Squaring and adding these two equations gives us that $r^2 = 25$, so $r = 5$.

Dividing the two equations gives us that $\tan \alpha = \dfrac{4}{3}$, and one solution of this is $\alpha \approx 53.1^\circ$.

1. Hence show that one solution of $3\cos \theta + 4\sin \theta = 2$ is approximately $120^\circ$.

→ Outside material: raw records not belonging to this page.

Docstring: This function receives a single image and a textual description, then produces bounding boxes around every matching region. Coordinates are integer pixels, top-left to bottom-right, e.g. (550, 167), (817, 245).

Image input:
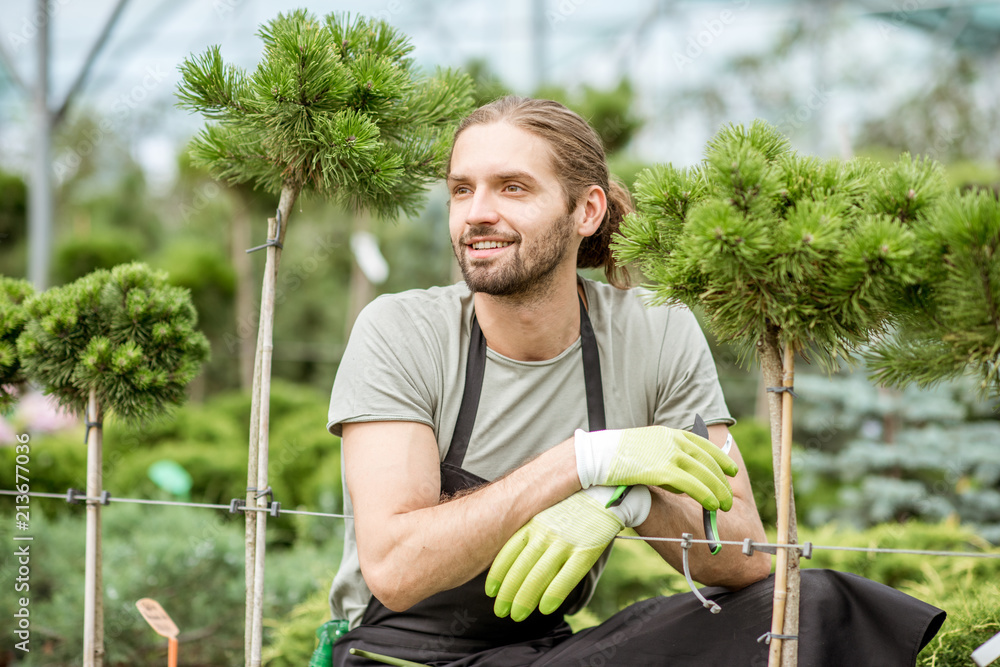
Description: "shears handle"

(691, 415), (733, 556)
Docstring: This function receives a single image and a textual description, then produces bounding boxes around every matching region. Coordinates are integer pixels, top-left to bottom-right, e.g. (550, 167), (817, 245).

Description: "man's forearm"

(636, 487), (771, 589)
(359, 440), (580, 610)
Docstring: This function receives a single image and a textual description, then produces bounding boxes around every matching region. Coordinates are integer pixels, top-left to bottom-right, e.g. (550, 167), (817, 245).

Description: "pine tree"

(178, 10), (472, 220)
(178, 10), (472, 667)
(18, 263), (208, 423)
(0, 276), (35, 414)
(866, 190), (1000, 396)
(17, 263), (208, 667)
(615, 121), (944, 665)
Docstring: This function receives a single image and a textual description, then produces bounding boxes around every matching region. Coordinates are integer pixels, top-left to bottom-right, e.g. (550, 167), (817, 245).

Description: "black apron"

(333, 299), (610, 667)
(333, 301), (945, 667)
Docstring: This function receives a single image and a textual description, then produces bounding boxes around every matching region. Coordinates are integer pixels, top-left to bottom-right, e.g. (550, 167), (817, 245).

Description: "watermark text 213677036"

(14, 433), (32, 653)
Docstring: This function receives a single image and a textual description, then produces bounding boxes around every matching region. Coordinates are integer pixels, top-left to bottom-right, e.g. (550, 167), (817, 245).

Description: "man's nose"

(465, 188), (500, 225)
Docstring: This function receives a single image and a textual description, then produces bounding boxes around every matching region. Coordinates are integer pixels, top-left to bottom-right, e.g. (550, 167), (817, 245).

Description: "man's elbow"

(362, 566), (422, 612)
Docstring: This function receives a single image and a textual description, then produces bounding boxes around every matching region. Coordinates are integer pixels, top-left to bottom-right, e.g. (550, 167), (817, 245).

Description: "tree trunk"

(83, 389), (104, 667)
(244, 184), (300, 667)
(344, 211), (375, 340)
(231, 191), (259, 391)
(758, 326), (799, 667)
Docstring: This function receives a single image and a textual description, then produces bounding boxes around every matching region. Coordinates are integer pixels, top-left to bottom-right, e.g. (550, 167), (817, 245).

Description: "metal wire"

(0, 489), (354, 519)
(0, 489), (1000, 558)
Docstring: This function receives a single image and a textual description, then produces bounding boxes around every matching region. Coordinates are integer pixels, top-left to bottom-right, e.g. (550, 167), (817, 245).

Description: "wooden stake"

(768, 343), (799, 667)
(83, 389), (104, 667)
(244, 184), (300, 667)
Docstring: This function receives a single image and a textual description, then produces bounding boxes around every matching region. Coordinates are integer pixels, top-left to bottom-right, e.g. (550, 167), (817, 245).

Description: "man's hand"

(486, 486), (651, 621)
(575, 426), (739, 511)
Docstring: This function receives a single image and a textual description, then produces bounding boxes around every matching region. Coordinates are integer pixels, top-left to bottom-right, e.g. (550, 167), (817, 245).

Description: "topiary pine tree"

(18, 263), (208, 424)
(0, 276), (35, 414)
(178, 10), (472, 227)
(178, 10), (472, 667)
(17, 263), (208, 667)
(866, 190), (1000, 396)
(615, 121), (944, 665)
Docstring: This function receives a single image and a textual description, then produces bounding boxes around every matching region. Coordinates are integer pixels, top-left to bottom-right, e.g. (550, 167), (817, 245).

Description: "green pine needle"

(17, 263), (208, 422)
(177, 10), (472, 219)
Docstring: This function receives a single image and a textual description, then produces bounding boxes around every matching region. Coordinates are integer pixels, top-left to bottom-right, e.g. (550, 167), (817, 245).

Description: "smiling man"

(328, 97), (936, 667)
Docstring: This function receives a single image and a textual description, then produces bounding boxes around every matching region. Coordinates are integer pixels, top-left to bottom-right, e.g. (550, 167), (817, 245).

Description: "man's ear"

(577, 185), (608, 236)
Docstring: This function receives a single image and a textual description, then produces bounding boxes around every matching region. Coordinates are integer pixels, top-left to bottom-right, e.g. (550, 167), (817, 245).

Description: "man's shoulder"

(362, 282), (472, 328)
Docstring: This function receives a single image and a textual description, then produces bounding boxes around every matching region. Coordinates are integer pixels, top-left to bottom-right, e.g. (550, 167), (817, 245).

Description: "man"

(328, 97), (944, 667)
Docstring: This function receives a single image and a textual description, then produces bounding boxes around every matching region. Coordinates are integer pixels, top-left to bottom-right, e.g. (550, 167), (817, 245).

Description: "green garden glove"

(486, 486), (652, 621)
(575, 426), (738, 512)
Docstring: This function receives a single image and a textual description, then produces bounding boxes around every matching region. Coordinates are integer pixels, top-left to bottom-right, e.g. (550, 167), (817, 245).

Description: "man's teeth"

(472, 241), (511, 250)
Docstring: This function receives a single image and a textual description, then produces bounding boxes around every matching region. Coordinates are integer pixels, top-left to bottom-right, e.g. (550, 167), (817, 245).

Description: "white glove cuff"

(608, 484), (653, 528)
(573, 428), (619, 489)
(584, 484), (653, 528)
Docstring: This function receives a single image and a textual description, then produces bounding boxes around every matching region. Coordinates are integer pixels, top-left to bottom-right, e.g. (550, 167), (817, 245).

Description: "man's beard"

(453, 213), (573, 297)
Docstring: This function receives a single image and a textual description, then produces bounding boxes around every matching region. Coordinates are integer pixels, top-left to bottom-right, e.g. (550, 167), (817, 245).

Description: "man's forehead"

(448, 123), (555, 180)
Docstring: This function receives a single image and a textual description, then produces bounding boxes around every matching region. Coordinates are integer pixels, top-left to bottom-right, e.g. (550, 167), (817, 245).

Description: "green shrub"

(0, 506), (342, 667)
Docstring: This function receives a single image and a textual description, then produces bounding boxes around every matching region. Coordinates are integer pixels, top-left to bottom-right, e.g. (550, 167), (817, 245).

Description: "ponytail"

(576, 178), (635, 289)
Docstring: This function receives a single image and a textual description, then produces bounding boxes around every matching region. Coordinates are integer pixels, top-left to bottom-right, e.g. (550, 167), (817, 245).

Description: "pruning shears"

(691, 415), (733, 556)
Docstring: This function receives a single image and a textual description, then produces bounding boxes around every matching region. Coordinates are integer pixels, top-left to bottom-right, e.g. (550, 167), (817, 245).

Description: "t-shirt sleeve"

(655, 306), (736, 429)
(326, 298), (435, 436)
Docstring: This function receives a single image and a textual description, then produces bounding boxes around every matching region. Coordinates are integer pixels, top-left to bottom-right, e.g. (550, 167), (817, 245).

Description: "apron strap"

(444, 297), (606, 468)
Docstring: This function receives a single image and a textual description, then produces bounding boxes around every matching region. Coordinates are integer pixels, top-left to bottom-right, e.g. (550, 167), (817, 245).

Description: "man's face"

(448, 122), (580, 296)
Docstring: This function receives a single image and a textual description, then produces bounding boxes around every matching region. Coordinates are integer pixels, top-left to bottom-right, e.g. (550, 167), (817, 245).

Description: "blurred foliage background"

(0, 0), (1000, 666)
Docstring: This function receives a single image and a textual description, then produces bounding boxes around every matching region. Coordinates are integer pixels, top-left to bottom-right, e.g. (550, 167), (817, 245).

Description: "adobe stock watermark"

(673, 0), (750, 72)
(55, 64), (170, 180)
(545, 0), (587, 27)
(216, 0), (403, 21)
(7, 0), (72, 53)
(878, 0), (924, 39)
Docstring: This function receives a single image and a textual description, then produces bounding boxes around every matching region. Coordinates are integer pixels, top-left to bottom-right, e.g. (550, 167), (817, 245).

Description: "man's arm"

(636, 424), (771, 589)
(342, 422), (580, 611)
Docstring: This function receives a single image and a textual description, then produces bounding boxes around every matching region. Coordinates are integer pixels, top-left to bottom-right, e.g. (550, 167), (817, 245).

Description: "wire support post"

(681, 533), (722, 614)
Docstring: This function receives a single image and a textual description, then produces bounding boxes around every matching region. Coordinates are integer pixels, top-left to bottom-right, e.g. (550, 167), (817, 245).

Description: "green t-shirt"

(327, 278), (733, 628)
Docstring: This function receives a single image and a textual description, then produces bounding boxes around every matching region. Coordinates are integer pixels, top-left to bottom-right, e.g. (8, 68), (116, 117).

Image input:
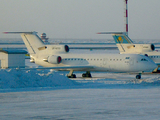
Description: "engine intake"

(43, 55), (62, 64)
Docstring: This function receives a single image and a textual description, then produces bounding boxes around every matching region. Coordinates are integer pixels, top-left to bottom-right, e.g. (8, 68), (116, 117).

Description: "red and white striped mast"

(124, 0), (128, 35)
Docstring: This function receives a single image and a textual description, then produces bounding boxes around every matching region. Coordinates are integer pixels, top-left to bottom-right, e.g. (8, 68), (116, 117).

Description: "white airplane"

(4, 32), (157, 79)
(98, 32), (160, 70)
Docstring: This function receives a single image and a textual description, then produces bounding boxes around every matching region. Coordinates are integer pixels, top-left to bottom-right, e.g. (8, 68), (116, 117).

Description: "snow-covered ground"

(0, 39), (160, 120)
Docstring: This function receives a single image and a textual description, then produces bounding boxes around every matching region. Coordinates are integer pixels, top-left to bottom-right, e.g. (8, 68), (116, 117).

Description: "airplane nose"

(147, 61), (158, 70)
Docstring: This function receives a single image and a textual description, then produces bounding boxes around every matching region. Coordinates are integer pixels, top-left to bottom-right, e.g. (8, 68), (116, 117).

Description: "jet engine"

(43, 55), (62, 64)
(120, 44), (155, 53)
(141, 44), (155, 52)
(51, 45), (69, 53)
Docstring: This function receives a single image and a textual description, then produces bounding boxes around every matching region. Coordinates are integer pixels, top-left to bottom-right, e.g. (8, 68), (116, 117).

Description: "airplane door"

(129, 58), (134, 65)
(103, 58), (108, 65)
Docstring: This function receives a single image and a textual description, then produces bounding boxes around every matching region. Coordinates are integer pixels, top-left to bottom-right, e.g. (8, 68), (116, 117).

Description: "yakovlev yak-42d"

(4, 32), (157, 79)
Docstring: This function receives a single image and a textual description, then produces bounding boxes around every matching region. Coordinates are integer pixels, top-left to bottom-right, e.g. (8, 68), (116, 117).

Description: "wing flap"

(17, 66), (94, 71)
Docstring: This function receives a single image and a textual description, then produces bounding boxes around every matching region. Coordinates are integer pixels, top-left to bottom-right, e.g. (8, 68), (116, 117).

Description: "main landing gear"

(82, 71), (92, 78)
(67, 70), (76, 78)
(67, 70), (92, 78)
(136, 73), (141, 79)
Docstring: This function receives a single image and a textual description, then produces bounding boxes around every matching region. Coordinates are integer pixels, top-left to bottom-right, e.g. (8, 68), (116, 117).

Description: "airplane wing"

(16, 65), (94, 71)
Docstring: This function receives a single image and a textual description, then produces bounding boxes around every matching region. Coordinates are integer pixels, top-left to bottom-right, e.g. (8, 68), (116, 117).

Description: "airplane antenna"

(124, 0), (128, 35)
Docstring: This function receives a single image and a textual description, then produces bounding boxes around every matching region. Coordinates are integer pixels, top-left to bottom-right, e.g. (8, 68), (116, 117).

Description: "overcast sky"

(0, 0), (160, 39)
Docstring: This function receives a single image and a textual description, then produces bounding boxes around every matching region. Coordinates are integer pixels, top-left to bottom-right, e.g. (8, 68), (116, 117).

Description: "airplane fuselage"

(31, 53), (156, 72)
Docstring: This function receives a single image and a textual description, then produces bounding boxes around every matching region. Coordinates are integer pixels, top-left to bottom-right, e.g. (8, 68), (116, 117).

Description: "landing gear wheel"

(136, 75), (141, 79)
(82, 71), (92, 78)
(67, 74), (76, 78)
(82, 73), (86, 77)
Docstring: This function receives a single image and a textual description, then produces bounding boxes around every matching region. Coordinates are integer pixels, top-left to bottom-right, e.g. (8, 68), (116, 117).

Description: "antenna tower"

(124, 0), (128, 35)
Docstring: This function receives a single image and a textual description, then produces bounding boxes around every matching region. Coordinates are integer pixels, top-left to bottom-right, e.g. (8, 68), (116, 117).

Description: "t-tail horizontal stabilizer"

(97, 32), (133, 44)
(4, 31), (45, 54)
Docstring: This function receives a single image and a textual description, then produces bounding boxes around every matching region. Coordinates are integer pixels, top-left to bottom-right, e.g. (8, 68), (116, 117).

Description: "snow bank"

(0, 69), (75, 89)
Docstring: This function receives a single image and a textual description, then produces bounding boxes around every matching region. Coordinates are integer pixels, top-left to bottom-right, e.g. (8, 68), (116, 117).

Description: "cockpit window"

(126, 57), (130, 59)
(141, 58), (148, 61)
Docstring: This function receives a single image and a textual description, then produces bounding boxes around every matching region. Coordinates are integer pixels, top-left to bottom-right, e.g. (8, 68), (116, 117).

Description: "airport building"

(0, 49), (27, 69)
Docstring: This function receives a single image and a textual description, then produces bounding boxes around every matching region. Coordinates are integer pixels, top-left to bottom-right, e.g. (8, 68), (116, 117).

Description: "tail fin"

(112, 34), (133, 44)
(4, 32), (45, 54)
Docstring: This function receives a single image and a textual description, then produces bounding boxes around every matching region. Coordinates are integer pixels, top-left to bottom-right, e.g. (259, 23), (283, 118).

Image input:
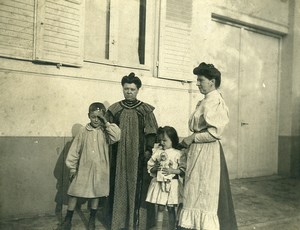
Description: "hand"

(162, 167), (174, 176)
(150, 161), (161, 173)
(181, 134), (195, 147)
(69, 171), (77, 183)
(97, 110), (107, 124)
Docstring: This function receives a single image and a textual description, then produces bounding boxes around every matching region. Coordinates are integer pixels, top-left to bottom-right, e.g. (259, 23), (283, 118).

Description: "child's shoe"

(88, 218), (96, 230)
(58, 221), (72, 230)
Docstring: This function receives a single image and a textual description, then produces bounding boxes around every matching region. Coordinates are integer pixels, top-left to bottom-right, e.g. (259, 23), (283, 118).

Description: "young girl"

(146, 126), (186, 230)
(62, 102), (120, 230)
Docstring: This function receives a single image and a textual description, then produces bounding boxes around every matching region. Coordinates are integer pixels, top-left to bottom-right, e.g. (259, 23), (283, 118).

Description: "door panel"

(238, 29), (279, 177)
(210, 22), (240, 178)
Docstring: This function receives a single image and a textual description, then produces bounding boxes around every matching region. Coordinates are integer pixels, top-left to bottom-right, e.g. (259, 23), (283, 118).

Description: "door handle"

(241, 122), (249, 126)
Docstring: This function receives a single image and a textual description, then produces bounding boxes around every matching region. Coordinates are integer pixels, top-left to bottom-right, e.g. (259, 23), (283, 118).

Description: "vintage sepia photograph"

(0, 0), (300, 230)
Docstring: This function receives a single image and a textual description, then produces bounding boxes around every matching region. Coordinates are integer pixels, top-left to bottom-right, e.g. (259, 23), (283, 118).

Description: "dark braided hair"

(193, 62), (221, 88)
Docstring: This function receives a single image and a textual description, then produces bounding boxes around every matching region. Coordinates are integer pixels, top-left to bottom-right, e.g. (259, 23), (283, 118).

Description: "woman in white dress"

(179, 62), (237, 230)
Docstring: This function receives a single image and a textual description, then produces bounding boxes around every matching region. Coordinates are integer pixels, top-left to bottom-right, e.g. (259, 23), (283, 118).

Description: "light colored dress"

(146, 148), (186, 205)
(179, 90), (229, 230)
(66, 122), (121, 198)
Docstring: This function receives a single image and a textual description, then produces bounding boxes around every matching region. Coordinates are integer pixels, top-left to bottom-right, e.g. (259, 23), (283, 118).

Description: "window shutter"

(158, 0), (193, 80)
(35, 0), (84, 66)
(0, 0), (34, 60)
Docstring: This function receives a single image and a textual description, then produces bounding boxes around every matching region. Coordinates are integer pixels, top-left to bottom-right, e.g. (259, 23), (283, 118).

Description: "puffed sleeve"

(66, 130), (84, 172)
(178, 150), (187, 176)
(203, 96), (229, 139)
(144, 112), (158, 152)
(105, 122), (121, 144)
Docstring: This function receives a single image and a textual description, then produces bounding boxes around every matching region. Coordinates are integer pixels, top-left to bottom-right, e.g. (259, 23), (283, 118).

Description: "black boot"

(88, 209), (97, 230)
(59, 210), (74, 230)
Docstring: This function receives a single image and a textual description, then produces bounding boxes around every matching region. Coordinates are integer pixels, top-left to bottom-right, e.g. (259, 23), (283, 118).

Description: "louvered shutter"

(0, 0), (34, 60)
(35, 0), (84, 66)
(158, 0), (193, 81)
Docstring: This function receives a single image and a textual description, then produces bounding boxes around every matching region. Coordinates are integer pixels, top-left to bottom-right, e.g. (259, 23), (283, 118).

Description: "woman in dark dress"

(107, 73), (157, 230)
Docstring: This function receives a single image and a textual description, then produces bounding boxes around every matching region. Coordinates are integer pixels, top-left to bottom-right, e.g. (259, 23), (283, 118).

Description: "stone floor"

(0, 176), (300, 230)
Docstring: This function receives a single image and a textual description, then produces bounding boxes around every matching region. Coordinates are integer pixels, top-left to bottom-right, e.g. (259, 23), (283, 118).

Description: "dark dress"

(107, 100), (157, 230)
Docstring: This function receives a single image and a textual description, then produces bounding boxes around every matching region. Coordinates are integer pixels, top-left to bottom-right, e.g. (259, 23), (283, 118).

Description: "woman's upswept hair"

(121, 72), (142, 89)
(193, 62), (221, 88)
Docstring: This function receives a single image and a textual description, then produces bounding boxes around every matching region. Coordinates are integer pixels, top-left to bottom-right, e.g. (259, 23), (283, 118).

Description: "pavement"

(0, 176), (300, 230)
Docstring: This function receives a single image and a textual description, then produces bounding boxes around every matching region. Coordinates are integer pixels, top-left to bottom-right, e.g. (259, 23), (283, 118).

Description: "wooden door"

(238, 29), (279, 177)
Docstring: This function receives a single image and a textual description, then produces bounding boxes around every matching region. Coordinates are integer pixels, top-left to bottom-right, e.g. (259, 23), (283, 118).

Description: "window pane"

(118, 0), (146, 64)
(84, 0), (110, 61)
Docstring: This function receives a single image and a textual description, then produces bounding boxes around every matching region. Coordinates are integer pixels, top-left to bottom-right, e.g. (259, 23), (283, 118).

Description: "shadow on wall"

(53, 124), (83, 219)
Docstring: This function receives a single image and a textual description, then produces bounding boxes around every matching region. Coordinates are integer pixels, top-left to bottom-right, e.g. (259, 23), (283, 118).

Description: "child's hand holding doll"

(69, 170), (77, 182)
(150, 160), (161, 173)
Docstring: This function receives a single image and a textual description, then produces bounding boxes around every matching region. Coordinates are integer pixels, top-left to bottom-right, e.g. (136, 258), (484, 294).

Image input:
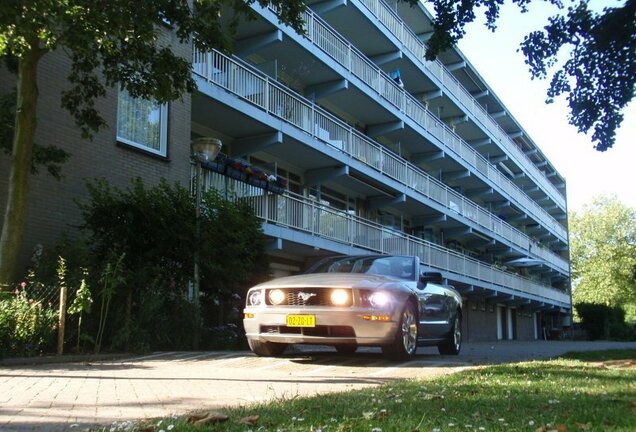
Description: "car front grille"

(261, 326), (356, 338)
(265, 288), (353, 307)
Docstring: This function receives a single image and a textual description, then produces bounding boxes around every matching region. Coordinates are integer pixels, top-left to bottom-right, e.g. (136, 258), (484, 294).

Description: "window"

(117, 89), (168, 156)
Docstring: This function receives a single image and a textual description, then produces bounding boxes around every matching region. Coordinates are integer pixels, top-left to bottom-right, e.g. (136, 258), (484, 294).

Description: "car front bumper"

(243, 307), (399, 346)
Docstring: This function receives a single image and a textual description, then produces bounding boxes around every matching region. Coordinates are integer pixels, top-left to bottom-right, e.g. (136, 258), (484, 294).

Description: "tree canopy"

(569, 196), (636, 319)
(426, 0), (636, 151)
(0, 0), (305, 290)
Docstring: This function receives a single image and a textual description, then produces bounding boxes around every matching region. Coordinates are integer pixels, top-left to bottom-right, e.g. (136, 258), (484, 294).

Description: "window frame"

(115, 88), (168, 157)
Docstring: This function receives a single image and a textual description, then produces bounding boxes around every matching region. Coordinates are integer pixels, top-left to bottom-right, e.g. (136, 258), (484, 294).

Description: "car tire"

(382, 301), (417, 360)
(247, 339), (287, 357)
(437, 314), (462, 355)
(334, 344), (358, 355)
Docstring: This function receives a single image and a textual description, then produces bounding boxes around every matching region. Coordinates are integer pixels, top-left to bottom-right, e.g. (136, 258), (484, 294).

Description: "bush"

(80, 179), (268, 351)
(574, 303), (634, 340)
(0, 289), (57, 357)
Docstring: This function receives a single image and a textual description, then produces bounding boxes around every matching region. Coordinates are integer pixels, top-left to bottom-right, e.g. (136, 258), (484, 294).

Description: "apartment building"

(0, 0), (571, 341)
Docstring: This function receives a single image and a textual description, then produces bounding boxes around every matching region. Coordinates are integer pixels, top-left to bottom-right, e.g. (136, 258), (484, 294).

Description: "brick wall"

(0, 34), (191, 278)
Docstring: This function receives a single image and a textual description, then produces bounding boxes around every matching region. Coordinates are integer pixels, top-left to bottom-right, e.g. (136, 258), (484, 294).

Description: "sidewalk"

(0, 341), (636, 432)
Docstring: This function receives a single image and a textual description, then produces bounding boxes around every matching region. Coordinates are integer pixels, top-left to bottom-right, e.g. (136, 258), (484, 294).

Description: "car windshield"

(306, 256), (415, 280)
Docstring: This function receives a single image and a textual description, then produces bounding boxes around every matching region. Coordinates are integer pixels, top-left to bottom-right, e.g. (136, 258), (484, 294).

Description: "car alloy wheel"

(401, 304), (417, 356)
(382, 302), (417, 360)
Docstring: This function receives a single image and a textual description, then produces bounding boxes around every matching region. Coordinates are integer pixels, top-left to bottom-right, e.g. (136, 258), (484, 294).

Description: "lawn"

(106, 350), (636, 432)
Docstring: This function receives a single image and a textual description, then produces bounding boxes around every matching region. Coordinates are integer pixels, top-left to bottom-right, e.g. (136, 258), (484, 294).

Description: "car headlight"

(331, 289), (349, 306)
(247, 290), (263, 306)
(369, 291), (391, 308)
(269, 289), (286, 306)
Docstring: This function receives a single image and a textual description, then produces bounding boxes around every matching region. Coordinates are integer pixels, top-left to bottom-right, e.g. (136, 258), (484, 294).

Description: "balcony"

(194, 48), (569, 275)
(204, 171), (569, 307)
(330, 0), (565, 209)
(254, 6), (567, 242)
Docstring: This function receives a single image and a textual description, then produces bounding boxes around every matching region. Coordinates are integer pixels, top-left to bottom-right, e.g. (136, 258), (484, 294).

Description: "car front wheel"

(437, 314), (462, 355)
(382, 302), (417, 360)
(247, 339), (287, 357)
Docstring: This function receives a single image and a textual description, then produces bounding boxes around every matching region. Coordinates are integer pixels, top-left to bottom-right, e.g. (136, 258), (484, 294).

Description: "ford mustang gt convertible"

(243, 255), (462, 360)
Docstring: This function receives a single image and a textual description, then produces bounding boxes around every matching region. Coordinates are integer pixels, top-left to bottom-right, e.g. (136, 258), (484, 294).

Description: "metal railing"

(204, 171), (570, 304)
(352, 0), (565, 208)
(193, 50), (569, 274)
(262, 5), (567, 242)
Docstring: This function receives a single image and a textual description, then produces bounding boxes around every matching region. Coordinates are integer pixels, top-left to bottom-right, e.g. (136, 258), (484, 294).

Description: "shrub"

(0, 288), (57, 356)
(80, 179), (268, 351)
(575, 303), (633, 340)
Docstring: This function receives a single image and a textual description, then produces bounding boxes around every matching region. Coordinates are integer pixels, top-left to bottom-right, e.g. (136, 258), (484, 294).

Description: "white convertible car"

(243, 255), (462, 360)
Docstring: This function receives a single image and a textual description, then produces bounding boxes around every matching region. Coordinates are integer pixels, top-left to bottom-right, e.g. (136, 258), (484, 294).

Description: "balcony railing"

(204, 171), (570, 305)
(262, 3), (567, 242)
(352, 0), (565, 208)
(193, 50), (569, 274)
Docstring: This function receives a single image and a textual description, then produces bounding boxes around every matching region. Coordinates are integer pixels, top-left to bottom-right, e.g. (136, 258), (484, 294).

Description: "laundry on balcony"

(389, 69), (404, 88)
(203, 153), (287, 194)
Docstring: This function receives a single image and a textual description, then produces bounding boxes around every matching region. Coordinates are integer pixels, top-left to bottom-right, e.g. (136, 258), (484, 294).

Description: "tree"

(0, 0), (305, 290)
(426, 0), (636, 151)
(569, 196), (636, 319)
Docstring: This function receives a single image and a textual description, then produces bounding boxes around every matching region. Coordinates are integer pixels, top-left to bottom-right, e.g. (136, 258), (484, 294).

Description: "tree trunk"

(0, 45), (44, 291)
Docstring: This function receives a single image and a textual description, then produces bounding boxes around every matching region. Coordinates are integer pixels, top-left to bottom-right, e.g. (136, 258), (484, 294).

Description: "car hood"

(255, 273), (406, 288)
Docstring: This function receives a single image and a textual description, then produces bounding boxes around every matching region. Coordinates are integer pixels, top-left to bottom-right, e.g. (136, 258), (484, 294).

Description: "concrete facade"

(0, 0), (571, 341)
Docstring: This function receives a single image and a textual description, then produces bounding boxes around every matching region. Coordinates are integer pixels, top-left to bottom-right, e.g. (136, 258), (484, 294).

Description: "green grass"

(107, 350), (636, 432)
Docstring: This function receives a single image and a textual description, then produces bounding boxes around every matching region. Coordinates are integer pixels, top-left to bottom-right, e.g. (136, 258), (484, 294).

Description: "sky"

(450, 0), (636, 211)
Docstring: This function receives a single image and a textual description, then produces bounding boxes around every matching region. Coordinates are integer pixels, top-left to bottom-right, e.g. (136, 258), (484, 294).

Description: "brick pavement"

(0, 341), (636, 432)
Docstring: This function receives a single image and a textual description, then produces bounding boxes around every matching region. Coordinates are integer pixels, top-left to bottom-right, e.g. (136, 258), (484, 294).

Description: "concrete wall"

(0, 34), (191, 277)
(464, 300), (497, 342)
(463, 300), (535, 342)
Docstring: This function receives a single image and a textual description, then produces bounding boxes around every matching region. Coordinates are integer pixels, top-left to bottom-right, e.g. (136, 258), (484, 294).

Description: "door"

Using the results above, we can write the equation as $5\cos(\theta - 53.1^\circ) = 2.$ Two of the solutions to this are $\theta - 53.1^\circ = \cos^{-1} 0.4 \quad\implies\quad \theta \approx 119.5^\circ$ and $\theta - 53.1^\circ = -\cos^{-1} 0.4 \quad\implies\quad \theta \approx -13.3^\circ.$

Thus $120^\circ$ is an approximate solution to the equation.

1. State all the other solutions for $0^\circ \leq \theta \leq 500^\circ.$

As well as the above solutions, we can find others by adding integer multiples of $360^\circ$. We find that $119.5^\circ$, $346.7^\circ$ and $479.5^\circ$ are all the solutions within the given range.

1. Hence give the positive values of $\theta$ less than $500^\circ$ for which $3\cos \theta + 4\sin \theta > 2$.

A graph of the function $y=3\cos \theta + 4\sin \theta$ looks like this.

Note that the function switches between being above and below $y=2$ at each of the intersections found in part (c). When $\theta = 0$, the function is greater than $2$.

This must mean that $3\cos \theta + 4\sin \theta > 2$ on the intervals $0 < \theta < 119.5^\circ$ and $346.7^\circ < \theta < 479.5^\circ$.